Oleh Herman N.K. Paninggiran
PERKEMBANGAN dunia teknologi informatika begitu pesatnya, dan mampu mengubah berbagai tatanan kehidupan. Kini manusia tidak hanya hidup di alam biasa yang nyata, tetapi sudah diseret jauh ke alam maya, dunia serba digital.
Semua lini tidak ada yang tidak terpengaruh oleh kemajuan teknologi informatika berbasis internet ini. Kehadiran internet harus diakui, telah menghilangkan banyak pekerjaan. Kini banyak toko konvensional yang terpaksa harus menghentikan usahanya, karena masifnya penjualan barang secara online.
Demikian pula di dunia pariwisata, misalnya biro perjalanan yang dulu bisa mengambil untung dari penjualan tiket, sekarang orang bisa sambil tiduran pesan tiket, hotel, dan kebutuhan lainnya dengan gampang. Biro perjalanan konvensional tentu akan kelimpungan, dan harus mengubah sistem kerjanya, mengikuti perkembangan zaman. Mereka tidak bisa lagi menawarkan jasanya menggunakan brosur dan membagikannya pada saat pameran pariwisata.
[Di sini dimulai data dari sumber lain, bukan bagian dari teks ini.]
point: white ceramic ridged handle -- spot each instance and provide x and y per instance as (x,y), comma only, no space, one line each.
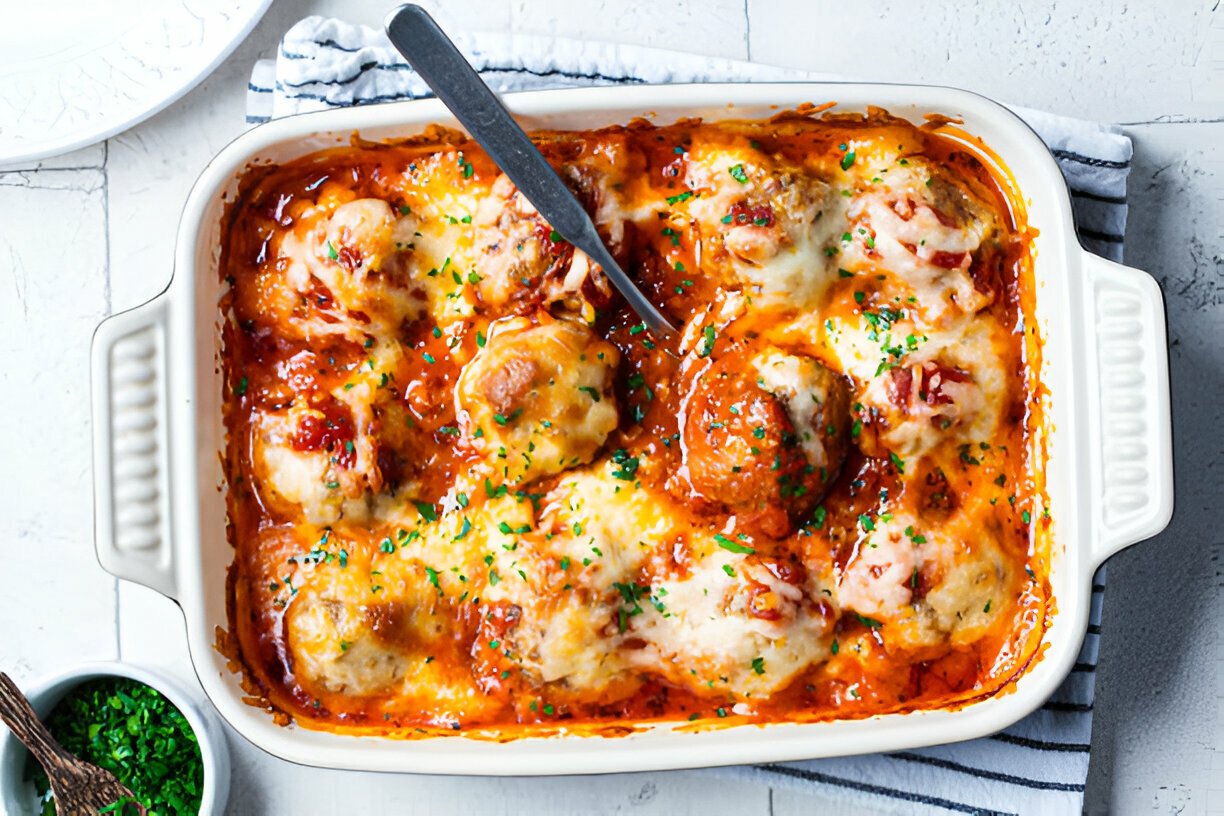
(130,447)
(1130,414)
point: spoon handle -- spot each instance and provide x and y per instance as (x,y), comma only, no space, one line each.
(21,719)
(436,59)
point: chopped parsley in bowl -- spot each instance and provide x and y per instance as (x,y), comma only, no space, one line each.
(132,730)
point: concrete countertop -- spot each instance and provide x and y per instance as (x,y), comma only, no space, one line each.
(92,233)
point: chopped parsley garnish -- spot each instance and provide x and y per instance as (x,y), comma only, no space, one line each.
(736,547)
(427,510)
(627,465)
(134,732)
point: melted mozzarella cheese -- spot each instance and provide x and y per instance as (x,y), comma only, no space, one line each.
(912,225)
(537,399)
(782,256)
(706,637)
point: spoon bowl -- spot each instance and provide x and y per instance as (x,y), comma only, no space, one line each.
(436,59)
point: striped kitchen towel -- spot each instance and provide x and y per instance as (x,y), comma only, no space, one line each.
(1037,766)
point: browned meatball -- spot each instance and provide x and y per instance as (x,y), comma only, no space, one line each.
(743,445)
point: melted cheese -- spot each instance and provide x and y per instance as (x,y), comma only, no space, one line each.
(463,476)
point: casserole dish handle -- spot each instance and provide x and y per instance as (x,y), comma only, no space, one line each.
(1129,405)
(131,499)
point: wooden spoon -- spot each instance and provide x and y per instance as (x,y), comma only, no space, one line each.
(80,788)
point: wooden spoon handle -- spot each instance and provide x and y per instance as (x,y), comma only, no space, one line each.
(21,719)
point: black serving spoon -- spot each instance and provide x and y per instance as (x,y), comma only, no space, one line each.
(436,59)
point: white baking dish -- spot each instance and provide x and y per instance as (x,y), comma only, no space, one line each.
(159,503)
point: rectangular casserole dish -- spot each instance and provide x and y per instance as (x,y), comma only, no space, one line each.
(157,393)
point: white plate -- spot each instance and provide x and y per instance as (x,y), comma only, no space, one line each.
(74,72)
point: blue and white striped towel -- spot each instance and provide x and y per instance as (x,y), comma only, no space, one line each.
(1037,766)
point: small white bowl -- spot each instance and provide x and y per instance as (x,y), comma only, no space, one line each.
(18,798)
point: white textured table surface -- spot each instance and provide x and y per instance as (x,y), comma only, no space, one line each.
(92,233)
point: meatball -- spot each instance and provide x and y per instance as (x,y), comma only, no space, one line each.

Penawaran melalui brosur atau flyer jadi kuno, maka bisnis percetakan pun kena imbas.
Tetapi selain banyak usaha yang mati, juga makin banyak usaha yang tumbuh dengan adanya teknologi internet ini. Seperti disebut di muka penjualan secara online. Kini, orang tak punya hotel, tidak memiliki armada transportasi, bisa menjadi pengusaha bidang tersebut. Mereka bisa jual kamar hotel, jual tiket tanpa membuat konsumen repot. Cukup klik, dan semua terlayani.
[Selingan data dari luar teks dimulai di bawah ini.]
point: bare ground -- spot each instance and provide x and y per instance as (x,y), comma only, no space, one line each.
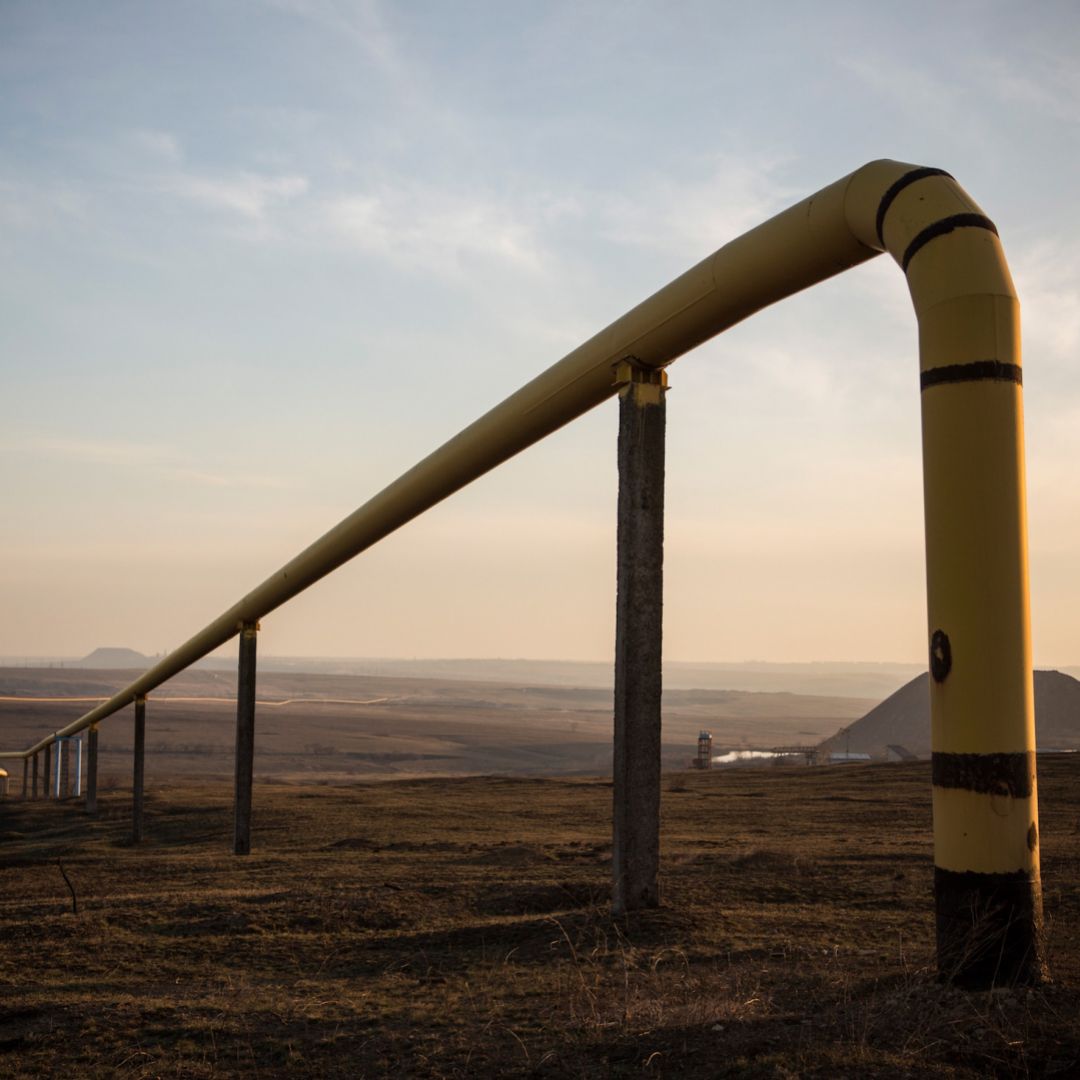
(459,928)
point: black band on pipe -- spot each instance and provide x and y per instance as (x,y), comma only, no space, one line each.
(977,370)
(985,773)
(896,187)
(943,227)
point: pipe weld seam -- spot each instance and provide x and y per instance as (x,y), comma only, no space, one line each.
(942,228)
(976,370)
(898,186)
(1011,774)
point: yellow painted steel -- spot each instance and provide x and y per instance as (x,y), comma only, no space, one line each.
(988,834)
(967,310)
(976,559)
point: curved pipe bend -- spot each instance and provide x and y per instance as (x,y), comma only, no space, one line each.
(883,205)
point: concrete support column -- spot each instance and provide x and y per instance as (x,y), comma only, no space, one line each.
(63,768)
(245,740)
(92,769)
(138,771)
(638,636)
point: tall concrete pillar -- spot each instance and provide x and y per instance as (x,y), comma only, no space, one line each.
(638,637)
(92,769)
(63,768)
(138,771)
(245,740)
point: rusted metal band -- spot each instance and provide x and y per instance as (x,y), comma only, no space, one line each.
(894,189)
(942,228)
(977,370)
(989,928)
(985,773)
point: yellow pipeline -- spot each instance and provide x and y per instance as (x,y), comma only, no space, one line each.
(972,433)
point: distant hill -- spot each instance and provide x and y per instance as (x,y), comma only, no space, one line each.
(117,659)
(903,719)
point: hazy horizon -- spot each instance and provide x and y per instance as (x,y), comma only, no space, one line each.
(258,259)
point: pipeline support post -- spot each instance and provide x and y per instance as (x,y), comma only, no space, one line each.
(245,740)
(638,637)
(138,773)
(92,769)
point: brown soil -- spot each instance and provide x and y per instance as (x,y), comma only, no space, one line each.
(459,928)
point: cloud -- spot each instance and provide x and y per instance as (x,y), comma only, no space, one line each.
(691,218)
(153,458)
(250,196)
(1045,275)
(45,206)
(158,144)
(423,228)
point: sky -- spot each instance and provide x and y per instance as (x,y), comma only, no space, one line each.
(257,257)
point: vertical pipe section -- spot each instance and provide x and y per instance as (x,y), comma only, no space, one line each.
(63,768)
(638,637)
(92,769)
(245,740)
(986,837)
(138,771)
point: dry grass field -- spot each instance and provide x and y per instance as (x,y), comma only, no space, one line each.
(340,727)
(459,928)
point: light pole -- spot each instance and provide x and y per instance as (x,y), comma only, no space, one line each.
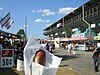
(25,26)
(85,20)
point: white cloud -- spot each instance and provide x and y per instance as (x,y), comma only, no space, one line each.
(41,20)
(1,8)
(46,12)
(66,10)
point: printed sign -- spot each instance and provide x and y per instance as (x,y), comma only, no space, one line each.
(7,59)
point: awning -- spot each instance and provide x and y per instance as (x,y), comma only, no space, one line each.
(73,39)
(97,38)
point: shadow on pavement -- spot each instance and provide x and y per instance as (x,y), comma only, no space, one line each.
(67,57)
(7,71)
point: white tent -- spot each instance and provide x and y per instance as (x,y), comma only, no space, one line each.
(31,68)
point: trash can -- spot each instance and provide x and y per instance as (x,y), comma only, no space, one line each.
(20,62)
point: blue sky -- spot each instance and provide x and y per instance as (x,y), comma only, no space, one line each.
(39,13)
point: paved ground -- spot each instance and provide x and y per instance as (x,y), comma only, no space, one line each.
(81,62)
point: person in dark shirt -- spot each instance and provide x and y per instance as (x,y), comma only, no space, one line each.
(95,57)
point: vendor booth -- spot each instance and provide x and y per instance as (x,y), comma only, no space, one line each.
(85,39)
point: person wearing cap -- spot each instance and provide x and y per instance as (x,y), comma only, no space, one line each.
(95,56)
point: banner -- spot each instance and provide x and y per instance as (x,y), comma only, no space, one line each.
(5,19)
(8,24)
(7,58)
(32,68)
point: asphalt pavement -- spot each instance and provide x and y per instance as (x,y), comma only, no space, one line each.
(81,61)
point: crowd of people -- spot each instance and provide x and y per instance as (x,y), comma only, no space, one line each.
(48,46)
(71,47)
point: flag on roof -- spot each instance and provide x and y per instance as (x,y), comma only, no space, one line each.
(5,19)
(9,23)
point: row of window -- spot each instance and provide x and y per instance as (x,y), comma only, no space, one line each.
(88,13)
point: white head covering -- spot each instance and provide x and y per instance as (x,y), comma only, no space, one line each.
(98,44)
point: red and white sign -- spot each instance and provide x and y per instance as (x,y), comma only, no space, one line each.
(7,58)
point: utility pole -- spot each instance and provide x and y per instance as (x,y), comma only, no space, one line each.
(25,28)
(64,28)
(85,20)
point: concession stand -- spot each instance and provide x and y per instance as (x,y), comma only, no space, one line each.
(85,41)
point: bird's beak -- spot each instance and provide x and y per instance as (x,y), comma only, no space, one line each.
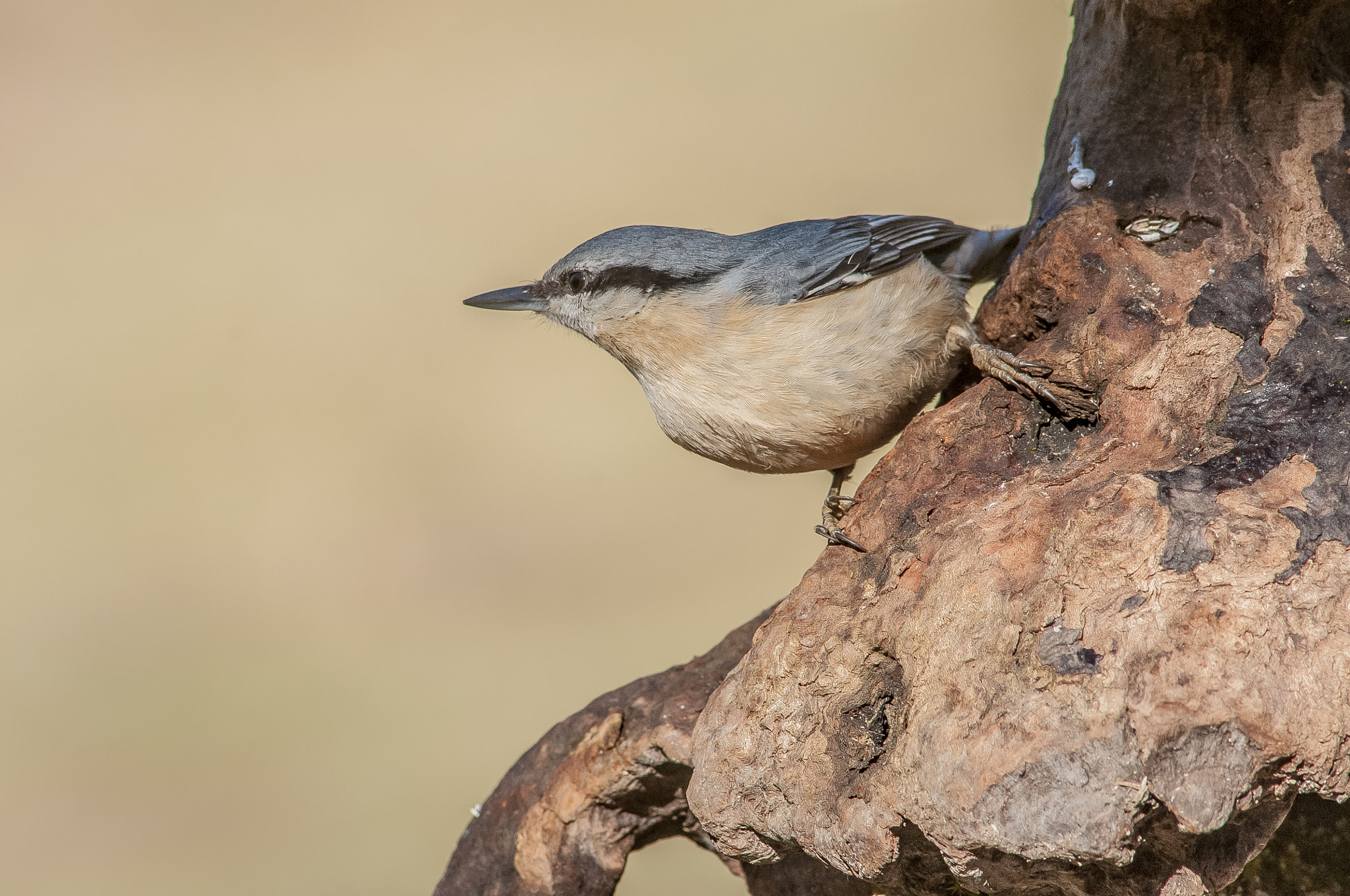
(515,298)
Dunia desain komunikasi visual pun berkembang pesat. Dunia kreatif melaju kencang, prmo-promo disajikan lewat tampilan grafis yang menarik, dan disebarkan dengan sangat murah bahkan tak perlu membayar lewat media sosial.
Media Sosial dan Pariwisata
Kehadiran teknlogi informatika berbasis internet, juga memunculkan media baru bernama media sosial. Ada Facebook, Instagram, X. TikTok, dan yang lain. Berbeda dengan media mainstream yang ada pengelolanya, penanggungjawabnya, perusahaannya jelas, dan ada aturan hukum yang melindunginya.
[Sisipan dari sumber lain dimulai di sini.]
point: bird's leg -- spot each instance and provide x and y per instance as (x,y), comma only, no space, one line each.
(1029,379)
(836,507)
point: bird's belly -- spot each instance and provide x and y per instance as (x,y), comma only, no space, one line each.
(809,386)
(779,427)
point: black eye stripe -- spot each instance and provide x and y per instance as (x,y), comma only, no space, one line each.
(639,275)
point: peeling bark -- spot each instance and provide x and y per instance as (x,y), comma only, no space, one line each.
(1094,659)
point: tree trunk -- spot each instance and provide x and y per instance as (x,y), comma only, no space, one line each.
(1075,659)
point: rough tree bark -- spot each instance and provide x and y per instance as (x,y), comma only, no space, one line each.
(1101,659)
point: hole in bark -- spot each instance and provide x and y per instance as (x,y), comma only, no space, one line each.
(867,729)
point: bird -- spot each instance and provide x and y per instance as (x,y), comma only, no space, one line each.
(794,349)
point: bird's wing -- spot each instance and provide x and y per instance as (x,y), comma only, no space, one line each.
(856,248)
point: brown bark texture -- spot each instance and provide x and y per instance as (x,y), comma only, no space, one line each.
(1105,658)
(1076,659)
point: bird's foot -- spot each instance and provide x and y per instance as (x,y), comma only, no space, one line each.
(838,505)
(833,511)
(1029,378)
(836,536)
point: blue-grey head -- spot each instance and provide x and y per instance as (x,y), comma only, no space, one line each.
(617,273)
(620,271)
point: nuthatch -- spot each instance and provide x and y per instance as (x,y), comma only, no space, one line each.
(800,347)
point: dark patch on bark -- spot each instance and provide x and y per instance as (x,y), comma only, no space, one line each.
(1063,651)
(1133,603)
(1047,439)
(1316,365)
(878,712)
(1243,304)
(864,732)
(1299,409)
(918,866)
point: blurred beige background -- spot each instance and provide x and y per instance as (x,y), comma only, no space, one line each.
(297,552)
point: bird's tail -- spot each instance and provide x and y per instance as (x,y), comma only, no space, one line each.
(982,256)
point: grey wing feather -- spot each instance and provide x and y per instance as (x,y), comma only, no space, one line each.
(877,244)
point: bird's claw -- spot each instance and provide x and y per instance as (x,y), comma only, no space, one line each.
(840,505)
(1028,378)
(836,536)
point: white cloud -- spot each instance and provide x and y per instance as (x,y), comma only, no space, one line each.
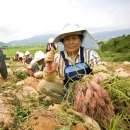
(24,18)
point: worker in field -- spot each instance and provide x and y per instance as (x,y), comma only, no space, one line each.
(74,55)
(50,45)
(28,57)
(3,68)
(16,56)
(37,65)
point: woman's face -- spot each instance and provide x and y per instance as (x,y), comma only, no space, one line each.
(72,43)
(40,61)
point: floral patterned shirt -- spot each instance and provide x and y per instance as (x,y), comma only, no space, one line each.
(90,57)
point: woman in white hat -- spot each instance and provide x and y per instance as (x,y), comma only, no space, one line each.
(73,62)
(28,57)
(36,69)
(50,45)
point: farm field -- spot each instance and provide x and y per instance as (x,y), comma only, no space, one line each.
(23,107)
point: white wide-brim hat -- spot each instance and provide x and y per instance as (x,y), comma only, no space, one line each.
(69,29)
(27,53)
(39,55)
(21,54)
(51,40)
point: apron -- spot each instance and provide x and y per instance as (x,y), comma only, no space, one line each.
(76,71)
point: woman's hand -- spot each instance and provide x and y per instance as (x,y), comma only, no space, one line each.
(50,56)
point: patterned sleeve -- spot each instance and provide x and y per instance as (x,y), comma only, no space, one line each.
(93,59)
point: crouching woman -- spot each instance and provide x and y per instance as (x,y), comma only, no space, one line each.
(71,64)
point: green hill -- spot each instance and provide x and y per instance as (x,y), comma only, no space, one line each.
(116,49)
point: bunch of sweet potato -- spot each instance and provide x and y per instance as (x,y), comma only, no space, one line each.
(91,99)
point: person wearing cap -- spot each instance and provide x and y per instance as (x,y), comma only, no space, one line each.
(37,65)
(75,61)
(50,45)
(21,57)
(28,57)
(16,56)
(3,67)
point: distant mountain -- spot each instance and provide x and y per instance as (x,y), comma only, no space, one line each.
(110,34)
(44,37)
(35,39)
(2,44)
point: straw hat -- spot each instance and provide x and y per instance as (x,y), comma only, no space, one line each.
(39,55)
(17,52)
(51,40)
(69,29)
(27,53)
(21,54)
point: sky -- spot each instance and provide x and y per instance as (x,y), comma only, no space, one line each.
(20,19)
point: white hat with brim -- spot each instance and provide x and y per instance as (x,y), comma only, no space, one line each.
(68,30)
(51,40)
(27,53)
(39,55)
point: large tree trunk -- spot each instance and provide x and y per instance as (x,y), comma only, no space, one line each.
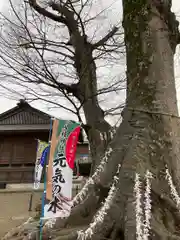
(87,92)
(148,137)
Berbeda dengan media sosial, yang bisa digunakan (nyaris) sebebas-bebasnya oleh masyarakat. Mereka bisa menjadi wartawan bagi media sosial. Mereka bisa menulis dan mengunggah foto atau video secara langsung sendiri.
Mereka bisa menulis apa saja, seakan sedang menulis di buku diary. Menulis di buku diary tentu hanya penulisnya saja yang tahu, tetapi di media sosial semua membaca tulisannya. Ini yang sering tidak disadari oleh pengguna media sosial. Mereka menulis apa saja, curhat, bahkan sampai menyebar fitnah. Buntutnya, ketika ada yang keberatan, dia harus menanggung sendiri dengan ancaman melalui Undang-Undang Infrmasi dan Transaksi Elektronik.